KISII REPORT - THE LORENA ROCKET STOVE


In many parts of the developing world, food is still cooked using
The Orphanage Cooks Preparing a Meal
Outside Using the Three Rock System
the “Three Rock” system. What is the three rock system? It is just as it sounds—three rocks spaced just right for a kettle to sit on top and a wood fire beneath. It’s the system we sometimes use when we are camping, and it is the system that they were using at the orphanage when I have visited them.

It works fine, except that most of the heat is lost so that it is not used at all for cooking. This way of cooking uses a lot of wood. In an area such as in Kisii, where most of the land is used for crops, firewood is not cheap. Money that instead could be used to buy food literally “goes up in smoke.”

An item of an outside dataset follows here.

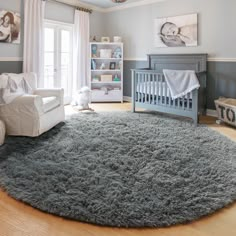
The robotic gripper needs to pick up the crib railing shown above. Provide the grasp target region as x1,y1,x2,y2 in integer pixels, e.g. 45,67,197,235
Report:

My friend Benjamin's daughter cooking us a meal

And that is another thing about the Three Rock system. If the weather is rainy and obligates you to cook indoors, the room fills with smoke, making it nearly impossible to breathe. I was told that many women in Kenya have lung problems from a lifetime of breathing smoke from the fires as they cooked the meals.

I went in, but did not stay inside long
So when I went to Kenya the last time, I brought to them plans to make a “Lorena Stove,” as we called them in Latin America. These are simple stoves that are inexpensive to build, mostly out of rammed earth. Our son Matthew helped a number of people build Lorena Stoves when he was in the Peace Corps in Panama.
I call the stoves “simple,” but they are actually quite technologically advanced. Some are built in such a way that most of the combustion heat is directed at the cooking pot and almost none is lost up the stovepipe. (Check it out— https://www.appropedia.org/Rocket_Lorena_Stove )
I do not know where this Lorena Stove was made.
I pulled the image from the internet

When I went to visit the orphanage last February, I brought some plans and diagrams for making a Lorena Stove, and explained to them the benefits of it. I do not actually know for sure if it was a new concept to them. They may have known about it before I brought the information, but I may have at least planted a seed of thinking. I remember thinking that I wished it was possible for me to stay there for perhaps at least a couple of months to help them to begin some of these projects and ideas that I brought to them (there were others as well).

Frankly, I did not expect them to make such a stove before someone went there to help them in the process, so imagine my surprise when Pastor Joel sent me the photo on the right. It is the Lorena Stove that they built! No more Three Rock stove for them. No more breathing smoke, no more cooking heat and money going up the stovepipe!

 
One quite another note, Vivian and I happen to also have a new (100 year-old) cookstove in our house. Living in the Northwoods, winter is not the same without a wood-burning kitchen stove.
This one was given to us by some friends (Thanks!)
What happened to our old kitchen stove? It is now out in our Swedish stuga. I call that our old stove, but it is actually newer than our new stove! (If that makes sense to you)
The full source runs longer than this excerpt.